I never left my TT out on the street, though. Too inviting for vandalism.
Darlene


----------



## willingtonpaul (Apr 16, 2010)

most likely kids screwing around with nothing better to do. doesn't make it right, but most likely that's was it. i am not that old, but it amazes me that so many kids today don't have respect for other's property. it crosses all socio economic, racial, and cultural bounds. when i was a kid, i was no angel for sure. but for all the hell raising we did, we never blatantly destroyed anything that wasn't junk already. what ever happened to shooting at tin cans ?
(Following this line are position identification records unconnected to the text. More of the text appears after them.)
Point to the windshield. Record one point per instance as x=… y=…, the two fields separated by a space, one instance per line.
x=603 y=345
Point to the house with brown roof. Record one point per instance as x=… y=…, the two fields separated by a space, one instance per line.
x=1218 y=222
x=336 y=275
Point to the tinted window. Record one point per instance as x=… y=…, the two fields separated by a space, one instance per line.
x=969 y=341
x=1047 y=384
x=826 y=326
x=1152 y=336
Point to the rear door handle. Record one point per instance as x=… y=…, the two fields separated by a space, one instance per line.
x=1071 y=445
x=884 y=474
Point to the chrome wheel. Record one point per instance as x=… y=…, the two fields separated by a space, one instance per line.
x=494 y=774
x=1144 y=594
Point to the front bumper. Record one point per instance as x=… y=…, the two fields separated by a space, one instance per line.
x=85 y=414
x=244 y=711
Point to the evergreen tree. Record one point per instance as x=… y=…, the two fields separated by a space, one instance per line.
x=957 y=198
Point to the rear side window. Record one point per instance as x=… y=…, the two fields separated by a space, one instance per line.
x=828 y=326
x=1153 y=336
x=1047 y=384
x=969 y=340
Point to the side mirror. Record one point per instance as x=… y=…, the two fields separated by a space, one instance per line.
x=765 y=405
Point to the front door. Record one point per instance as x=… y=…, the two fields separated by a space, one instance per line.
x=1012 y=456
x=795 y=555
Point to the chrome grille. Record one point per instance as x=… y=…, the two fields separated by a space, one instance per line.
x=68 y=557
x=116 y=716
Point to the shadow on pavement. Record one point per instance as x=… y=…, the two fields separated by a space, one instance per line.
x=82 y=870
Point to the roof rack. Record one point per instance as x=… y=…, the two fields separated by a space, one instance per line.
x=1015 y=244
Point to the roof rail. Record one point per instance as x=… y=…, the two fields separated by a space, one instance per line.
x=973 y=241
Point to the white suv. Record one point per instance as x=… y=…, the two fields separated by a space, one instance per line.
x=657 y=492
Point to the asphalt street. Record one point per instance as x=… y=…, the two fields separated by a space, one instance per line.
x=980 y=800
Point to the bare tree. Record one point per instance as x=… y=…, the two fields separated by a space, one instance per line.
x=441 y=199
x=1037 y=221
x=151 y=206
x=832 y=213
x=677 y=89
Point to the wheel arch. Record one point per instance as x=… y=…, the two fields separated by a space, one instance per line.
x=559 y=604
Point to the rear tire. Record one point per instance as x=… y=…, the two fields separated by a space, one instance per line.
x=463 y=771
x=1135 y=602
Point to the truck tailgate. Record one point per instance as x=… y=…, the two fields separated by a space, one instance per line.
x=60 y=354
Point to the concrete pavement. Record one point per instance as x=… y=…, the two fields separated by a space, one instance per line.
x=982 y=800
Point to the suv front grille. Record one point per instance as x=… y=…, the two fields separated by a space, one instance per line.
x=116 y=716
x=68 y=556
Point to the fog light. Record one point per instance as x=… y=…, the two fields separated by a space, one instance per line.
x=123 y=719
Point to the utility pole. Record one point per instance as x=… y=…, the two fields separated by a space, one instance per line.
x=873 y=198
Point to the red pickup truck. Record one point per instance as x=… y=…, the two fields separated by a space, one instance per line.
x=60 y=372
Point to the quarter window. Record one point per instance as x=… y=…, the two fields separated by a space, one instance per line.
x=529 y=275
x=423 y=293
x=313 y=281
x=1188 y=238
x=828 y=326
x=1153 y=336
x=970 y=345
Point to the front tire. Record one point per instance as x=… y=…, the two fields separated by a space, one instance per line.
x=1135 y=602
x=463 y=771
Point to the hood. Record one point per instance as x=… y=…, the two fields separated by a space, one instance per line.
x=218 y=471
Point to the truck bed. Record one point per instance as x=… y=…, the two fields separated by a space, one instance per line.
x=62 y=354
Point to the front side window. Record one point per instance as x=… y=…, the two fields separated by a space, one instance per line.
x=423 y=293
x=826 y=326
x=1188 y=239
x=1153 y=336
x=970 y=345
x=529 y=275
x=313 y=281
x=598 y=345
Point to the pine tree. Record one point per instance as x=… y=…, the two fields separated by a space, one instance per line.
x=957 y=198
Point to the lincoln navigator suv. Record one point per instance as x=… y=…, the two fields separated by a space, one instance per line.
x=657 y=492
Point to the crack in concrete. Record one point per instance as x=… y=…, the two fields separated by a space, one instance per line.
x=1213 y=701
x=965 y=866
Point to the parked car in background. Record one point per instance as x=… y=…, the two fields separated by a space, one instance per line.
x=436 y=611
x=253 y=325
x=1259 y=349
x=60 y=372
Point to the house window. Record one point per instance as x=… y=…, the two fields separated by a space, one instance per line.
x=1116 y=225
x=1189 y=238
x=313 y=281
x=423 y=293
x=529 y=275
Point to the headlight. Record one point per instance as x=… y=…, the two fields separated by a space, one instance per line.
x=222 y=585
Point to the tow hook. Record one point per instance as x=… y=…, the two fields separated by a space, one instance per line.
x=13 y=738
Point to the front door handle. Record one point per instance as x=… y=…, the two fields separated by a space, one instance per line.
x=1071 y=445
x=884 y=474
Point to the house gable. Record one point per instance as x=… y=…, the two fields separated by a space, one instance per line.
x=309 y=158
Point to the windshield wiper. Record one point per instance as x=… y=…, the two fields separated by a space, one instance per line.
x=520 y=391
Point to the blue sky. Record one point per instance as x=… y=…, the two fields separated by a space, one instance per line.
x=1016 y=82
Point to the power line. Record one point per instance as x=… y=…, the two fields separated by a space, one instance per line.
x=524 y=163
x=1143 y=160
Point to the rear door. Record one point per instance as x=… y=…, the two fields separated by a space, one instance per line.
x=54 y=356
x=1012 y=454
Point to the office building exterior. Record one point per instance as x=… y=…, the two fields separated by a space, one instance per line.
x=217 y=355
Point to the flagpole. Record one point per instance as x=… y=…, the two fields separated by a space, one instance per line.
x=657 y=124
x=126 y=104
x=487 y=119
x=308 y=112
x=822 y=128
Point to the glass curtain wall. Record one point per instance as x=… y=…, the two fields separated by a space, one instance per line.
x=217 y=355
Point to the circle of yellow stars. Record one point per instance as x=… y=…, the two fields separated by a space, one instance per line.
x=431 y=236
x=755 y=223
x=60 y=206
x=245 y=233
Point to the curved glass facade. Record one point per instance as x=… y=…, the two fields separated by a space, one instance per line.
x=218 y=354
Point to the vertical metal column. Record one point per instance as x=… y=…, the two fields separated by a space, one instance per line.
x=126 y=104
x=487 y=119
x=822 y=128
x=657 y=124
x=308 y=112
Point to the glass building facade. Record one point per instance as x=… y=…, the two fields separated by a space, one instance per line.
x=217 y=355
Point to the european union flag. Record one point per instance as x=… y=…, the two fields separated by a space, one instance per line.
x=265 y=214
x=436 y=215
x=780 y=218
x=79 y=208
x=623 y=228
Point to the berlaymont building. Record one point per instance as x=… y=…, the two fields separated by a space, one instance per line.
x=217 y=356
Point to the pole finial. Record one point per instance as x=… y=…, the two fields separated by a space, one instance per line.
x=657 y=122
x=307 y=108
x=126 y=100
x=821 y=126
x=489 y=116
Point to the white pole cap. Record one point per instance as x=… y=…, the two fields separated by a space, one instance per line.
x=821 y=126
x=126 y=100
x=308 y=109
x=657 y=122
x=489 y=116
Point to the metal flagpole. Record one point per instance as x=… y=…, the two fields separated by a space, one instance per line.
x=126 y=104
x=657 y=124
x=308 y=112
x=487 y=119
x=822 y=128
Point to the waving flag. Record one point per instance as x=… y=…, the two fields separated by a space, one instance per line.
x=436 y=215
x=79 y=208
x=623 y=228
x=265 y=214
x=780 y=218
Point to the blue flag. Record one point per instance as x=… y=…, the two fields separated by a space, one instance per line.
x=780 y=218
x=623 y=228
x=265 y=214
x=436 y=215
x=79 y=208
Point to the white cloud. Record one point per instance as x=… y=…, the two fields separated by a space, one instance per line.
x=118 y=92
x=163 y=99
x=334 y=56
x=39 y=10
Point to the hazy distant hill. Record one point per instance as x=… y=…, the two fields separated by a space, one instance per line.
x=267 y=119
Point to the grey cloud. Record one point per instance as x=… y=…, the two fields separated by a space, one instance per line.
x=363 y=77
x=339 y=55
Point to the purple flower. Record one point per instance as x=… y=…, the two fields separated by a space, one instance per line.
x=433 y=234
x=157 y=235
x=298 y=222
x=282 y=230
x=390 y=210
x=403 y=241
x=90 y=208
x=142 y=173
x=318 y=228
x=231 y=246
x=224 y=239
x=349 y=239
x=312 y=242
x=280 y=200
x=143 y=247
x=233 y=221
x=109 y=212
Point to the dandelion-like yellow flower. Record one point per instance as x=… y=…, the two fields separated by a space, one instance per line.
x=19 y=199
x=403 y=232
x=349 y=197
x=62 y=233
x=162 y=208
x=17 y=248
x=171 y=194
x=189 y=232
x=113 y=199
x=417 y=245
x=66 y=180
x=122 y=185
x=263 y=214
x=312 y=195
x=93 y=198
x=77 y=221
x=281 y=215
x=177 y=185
all you can do is fix it and move on, so FWIW, you have the right attitude, IMHO. happy camping.....


----------



## AK or Bust (Nov 22, 2010)

Hey, sorry to hear about your trailer getting shot. A lot of morons in the world ... that's for sure.


----------



## daslobo777 (Mar 24, 2007)

mountainlady56 said:


> I never left my TT out on the street, though. Too inviting for vandalism.
> Darlene


Darlene -
I hear you there. Never like to do it. Always worry about it. Nothing I can do about it (except move!). Typically I do not leave it in the street for more than 2-3 days. It is a medium high traffic area with bright street lights. Nothing has ever happen (except notes from the Homeowner Assoc!!) until today.


----------



## N7OQ (Jun 10, 2006)

mountainlady56 said:


> Sorry to hear about your TT!! Sounds like a bored kid, that needs a good butt whipping!! Look at it this way......you've had your first "incident" with it. Hopefully, insurance will cover this, or it won't be too expensive.
> I never left my TT out on the street, though. Too inviting for vandalism.
> Darlene


A good whipping is exactly what they need, and something half the kids in this nation need.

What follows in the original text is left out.